Davos, Ronzulli (Fi): Italia ultima in Ue, è una giornata nera

Pol/Tor

Roma, 20 gen. (askanews) - "Oggi è una giornata nera per l'Italia e per le donne in particolar modo: già 10 anni fa dal Parlamento europeo lanciavo una battaglia a favore delle donne e delle mamme lavoratrici. Oggi la situazione è addirittura peggiorata, come conferma il Forum di Davos da cui giungono dati allarmanti e desolanti sul divario salariale di genere che non fa che aumentare, crescendo di 5 punti, dal 18 al 23 per cento, in un decennio". Lo ha dichiarato la vicepresidente del gruppo Forza Italia al Senato Licia Ronzulli.

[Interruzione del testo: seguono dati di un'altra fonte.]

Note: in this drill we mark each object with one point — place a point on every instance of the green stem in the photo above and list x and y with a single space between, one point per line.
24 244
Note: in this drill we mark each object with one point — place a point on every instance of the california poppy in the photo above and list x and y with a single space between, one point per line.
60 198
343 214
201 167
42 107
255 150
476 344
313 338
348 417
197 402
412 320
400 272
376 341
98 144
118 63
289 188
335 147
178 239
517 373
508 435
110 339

"Non solo. L'economia italiana, secondo le stime Fmi, è ultima per crescita tra i Paesi del G7 - aggiunge - e il nostro Paese è il fanalino di coda di un'Europa che cresce addirittura più del doppio di noi. Dal World Economic Forum di Davos emerge anche il dramma di un Paese con due milioni di ragazze e ragazze Neet, cioè che non studiano e non lavorano. Di fronte a questo sfacelo, l'unica ricetta che Movimento 5 Stelle e Pd pensano di mettere in campo è quella assistenzialistica di aumentare il reddito di cittadinanza, incrementando il debito pubblico salvo poi rientrare della maggiore spesa inventandosi nuove tasse. Il tutto mentre il capo economista del Fmi, Gita Gopinath, evidenzia come per tornare a crescere l'Italia dovrebbe invece ridurre il debito. Il successo di Forza Italia e del centrodestra alle prossime elezioni Regionali servirà anche a questo, ad interrompere questo circolo vizioso nel quale le sinistre hanno intrappolato il Paese".